Le journal Le Monde a fait état lundi 18 avril d’une déclaration tonitruante du ministre turc de la défense, Hulusi Aka, annonçant une nouvelle offensive aérienne dans le nord de l’Irak avec des unités de commandos, des drones et des hélicoptères d’attaque “contre les repaires du Parti des Travailleurs du Kurdistan (PKK)” et assurant que l’opération allait gagner en ampleur “dans les heures et les jours à venir”. Comme Poutine, le président Erdoğan a sorti les grands moyens et les combats sont sévères. Mais dans les deux cas, la résistance est là. D’après les sources kurdes, les combats auraient déjà fait 50 victimes dans les rangs de l’armée turque (les Kurdes déploreraient, de leur côté, 19 tués). Les communiqués, dans ces circonstances, sont toujours sujets à caution, d’où qu’ils viennent, mais le silence du ministre turc, après son annonce belliqueuse, semble indiquer que les choses ne se passent pas exactement comme prévu. Ahmet Türk avait prévenu quand, applaudi à tout rompre par des centaines de milliers de Kurdes rassemblés à Diyarbakir à l’occasion du Newroz, il avait lancé : “ce pouvoir est sur le départ. Il va finir par tomber, mais nous, nous serons toujours là”.

Ahmet Türk, une grande figure de la cause kurde

La foi inébranlable du peuple kurde, aguerri par des décennies de lutte, n’a pas fini de nous surprendre et de nous convaincre que “la roue finira par tourner” comme l’a écrit Selahattin Demirtas qui, avec six députés HPD, sept maires et plusieurs milliers de militants, est derrière les barreaux, victime de la lettre de cachet des temps modernes.

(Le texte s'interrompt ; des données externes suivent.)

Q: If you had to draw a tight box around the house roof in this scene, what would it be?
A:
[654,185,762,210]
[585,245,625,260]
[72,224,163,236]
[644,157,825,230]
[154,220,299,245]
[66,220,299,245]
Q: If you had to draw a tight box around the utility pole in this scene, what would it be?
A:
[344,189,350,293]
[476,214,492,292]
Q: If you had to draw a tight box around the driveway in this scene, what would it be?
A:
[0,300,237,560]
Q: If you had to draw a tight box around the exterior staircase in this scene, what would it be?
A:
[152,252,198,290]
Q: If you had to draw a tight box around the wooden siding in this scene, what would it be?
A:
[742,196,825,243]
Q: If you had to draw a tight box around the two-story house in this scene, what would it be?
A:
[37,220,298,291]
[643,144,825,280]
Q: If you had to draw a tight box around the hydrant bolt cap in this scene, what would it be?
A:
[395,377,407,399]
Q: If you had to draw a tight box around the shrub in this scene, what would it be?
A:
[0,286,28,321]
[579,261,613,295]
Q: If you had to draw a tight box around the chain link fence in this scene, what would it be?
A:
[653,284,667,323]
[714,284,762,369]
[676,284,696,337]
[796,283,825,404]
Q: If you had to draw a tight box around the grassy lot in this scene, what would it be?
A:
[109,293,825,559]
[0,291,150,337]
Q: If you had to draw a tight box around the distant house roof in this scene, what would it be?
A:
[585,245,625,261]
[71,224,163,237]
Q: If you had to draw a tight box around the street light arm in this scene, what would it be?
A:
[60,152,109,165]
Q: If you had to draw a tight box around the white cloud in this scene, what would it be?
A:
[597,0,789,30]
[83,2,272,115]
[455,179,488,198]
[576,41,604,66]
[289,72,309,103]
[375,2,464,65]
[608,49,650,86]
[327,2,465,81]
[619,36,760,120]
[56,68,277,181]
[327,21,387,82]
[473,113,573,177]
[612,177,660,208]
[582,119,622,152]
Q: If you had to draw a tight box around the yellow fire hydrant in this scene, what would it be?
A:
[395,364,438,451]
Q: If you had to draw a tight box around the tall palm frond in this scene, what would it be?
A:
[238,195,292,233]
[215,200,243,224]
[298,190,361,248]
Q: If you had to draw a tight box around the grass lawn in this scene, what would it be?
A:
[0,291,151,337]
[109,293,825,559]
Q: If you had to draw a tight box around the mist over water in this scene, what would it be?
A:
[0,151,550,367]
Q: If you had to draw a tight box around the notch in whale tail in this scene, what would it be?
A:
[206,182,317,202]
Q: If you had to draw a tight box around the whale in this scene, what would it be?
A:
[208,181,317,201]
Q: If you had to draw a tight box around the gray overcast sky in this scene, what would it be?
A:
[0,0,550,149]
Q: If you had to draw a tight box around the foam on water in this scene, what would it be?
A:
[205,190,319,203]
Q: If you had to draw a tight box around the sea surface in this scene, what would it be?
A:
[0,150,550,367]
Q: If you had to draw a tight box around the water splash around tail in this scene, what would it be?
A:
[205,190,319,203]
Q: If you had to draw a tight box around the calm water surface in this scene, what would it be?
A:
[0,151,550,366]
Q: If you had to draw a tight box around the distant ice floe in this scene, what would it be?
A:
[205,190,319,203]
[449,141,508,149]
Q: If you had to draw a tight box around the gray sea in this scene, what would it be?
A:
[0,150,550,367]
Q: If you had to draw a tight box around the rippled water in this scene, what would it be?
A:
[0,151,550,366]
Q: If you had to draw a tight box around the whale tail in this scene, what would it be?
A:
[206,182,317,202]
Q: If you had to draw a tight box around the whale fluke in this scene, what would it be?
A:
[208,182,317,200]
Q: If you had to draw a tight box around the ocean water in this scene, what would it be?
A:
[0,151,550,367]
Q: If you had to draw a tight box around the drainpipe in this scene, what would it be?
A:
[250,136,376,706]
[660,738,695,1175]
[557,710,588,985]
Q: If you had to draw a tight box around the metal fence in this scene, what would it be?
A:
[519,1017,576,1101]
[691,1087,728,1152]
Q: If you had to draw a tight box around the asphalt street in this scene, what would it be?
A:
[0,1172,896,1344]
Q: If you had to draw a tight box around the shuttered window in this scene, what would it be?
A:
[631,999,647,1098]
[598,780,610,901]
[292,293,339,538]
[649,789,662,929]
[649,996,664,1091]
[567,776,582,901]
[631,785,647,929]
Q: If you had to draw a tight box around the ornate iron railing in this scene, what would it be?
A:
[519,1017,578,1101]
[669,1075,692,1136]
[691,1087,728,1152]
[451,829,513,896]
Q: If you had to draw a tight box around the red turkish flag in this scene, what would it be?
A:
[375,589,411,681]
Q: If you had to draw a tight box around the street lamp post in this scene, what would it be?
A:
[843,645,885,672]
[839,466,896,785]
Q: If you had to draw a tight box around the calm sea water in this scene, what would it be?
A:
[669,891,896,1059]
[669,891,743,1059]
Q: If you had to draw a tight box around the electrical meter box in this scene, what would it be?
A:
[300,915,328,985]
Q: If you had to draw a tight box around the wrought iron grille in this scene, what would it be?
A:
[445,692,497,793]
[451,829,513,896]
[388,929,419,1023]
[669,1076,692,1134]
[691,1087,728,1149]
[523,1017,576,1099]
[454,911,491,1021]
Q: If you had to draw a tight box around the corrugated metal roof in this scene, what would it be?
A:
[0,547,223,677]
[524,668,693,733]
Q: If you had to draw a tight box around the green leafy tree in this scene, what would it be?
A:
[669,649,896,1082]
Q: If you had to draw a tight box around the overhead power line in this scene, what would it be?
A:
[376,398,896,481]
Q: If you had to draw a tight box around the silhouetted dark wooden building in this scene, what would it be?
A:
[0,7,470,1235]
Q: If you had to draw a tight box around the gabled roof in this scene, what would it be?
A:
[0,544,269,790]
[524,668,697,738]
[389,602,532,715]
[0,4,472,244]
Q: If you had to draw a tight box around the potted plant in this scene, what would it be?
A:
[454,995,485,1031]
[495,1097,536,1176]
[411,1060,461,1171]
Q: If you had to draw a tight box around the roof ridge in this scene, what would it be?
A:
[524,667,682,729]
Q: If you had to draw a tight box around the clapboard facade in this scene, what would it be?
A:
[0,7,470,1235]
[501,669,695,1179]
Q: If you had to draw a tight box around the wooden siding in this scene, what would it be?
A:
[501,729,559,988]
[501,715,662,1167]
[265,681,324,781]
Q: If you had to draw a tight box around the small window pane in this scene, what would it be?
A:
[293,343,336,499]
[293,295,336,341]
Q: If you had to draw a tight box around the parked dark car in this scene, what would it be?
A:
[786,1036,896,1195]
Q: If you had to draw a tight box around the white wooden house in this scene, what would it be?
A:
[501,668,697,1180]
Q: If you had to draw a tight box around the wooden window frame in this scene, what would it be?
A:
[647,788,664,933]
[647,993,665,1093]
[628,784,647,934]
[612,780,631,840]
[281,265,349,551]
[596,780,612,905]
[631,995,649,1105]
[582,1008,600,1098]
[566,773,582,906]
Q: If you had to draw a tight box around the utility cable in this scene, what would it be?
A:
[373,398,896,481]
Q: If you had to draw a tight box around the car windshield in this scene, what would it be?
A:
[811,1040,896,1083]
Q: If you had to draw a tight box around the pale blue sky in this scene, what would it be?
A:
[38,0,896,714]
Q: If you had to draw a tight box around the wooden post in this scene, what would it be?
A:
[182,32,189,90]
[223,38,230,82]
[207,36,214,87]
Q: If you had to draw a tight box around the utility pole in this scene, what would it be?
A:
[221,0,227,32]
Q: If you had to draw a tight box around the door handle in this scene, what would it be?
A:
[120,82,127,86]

Non, contrairement à ce qu’écrit honteusement Le Monde, le HDP n’a pas perdu son crédit auprès de sa base. Ahmet Türk, cette grande figure de la cause kurde, est là pour nous le rappeler. Né en 1942, plusieurs fois emprisonné, il a été à maintes reprises député ou maire, plusieurs fois destitué, condamné, emprisonné et toujours réélu. C’est un personnage incontournable. Même la presse turque le présente comme “un médiateur indispensable du processus de résolution des problèmes“. N’a-t-il pas en 2013, en tant que député BDP et co-président du DTK, participé aux négociations de paix ouvertes entre les services secrets (MIT) d’Erdoğan et Abdullah Öcalan en se rendant sur l’île-prison d’Imralı avec sa consœur Alya Akat Ata, bien connue à Rennes, aujourd’hui embastillée à la prison pour femmes de Sincan à Ankara ? Les prisons débordent de militants et militantes condamnés à de lourdes peines mais les témoignages qui nous parviennent à travers les murs la prison d’Elazığ nous montrent que la combativité ne faiblit pas.

L’urgence : ouvrir des négociations

La France reste convaincue qu’une solution politique à la question kurde est la seule qui soit viable à long terme.“ Nous ne manquons pas de rappeler à JY Le Drian, ministre des Affaires étrangères, cette phrase qu’il a écrite le 15 juillet dernier. Oui, la seule voie pour une paix juste et durable est celle de la négociation entre les belligérants et il est de notre devoir de plaider cette cause auprès de nos gouvernants pour qu’ils œuvrent dans ce sens. La France peut jouer le rôle de médiateur. Les Kurdes, qui combattent les agressions de la Turquie sont des combattants de la liberté, comme le dit la déclaration de la CNSK,

au même titre que les Ukrainiens qui résistent face à l’envahisseur russe. Il ne peut y avoir d’un côté une mobilisation des instances européennes et internationales pour condamner la Russie et son Président Vladimir Poutine et le silence face à la guerre menée contre les Kurdes. Il ne peut y avoir de référence à des crimes de guerre en Ukraine et le silence face aux exactions de l’armée turque à l’encontre des civils kurdes. Le fait que la Turquie soit membre de l’OTAN ne la dispense pas du respect du droit international.

La CNSK appelle toutes organisations démocratiques de défense des droits humains, les syndicats et partis politiques à réagir avec force contre l’inacceptable.

Elle invite l’opinion publique française à soutenir le combat que livrent les forces kurdes contre l’envahisseur.

Elle appelle les instances dirigeantes de notre pays à réagir face à ce nouveau coup de force du Président Recep Tayyip Erdoğan.

Elle demande le retrait immédiat des forces armées turques du Kurdistan d’Irak et une protection internationale pour les civils kurdes bombardés.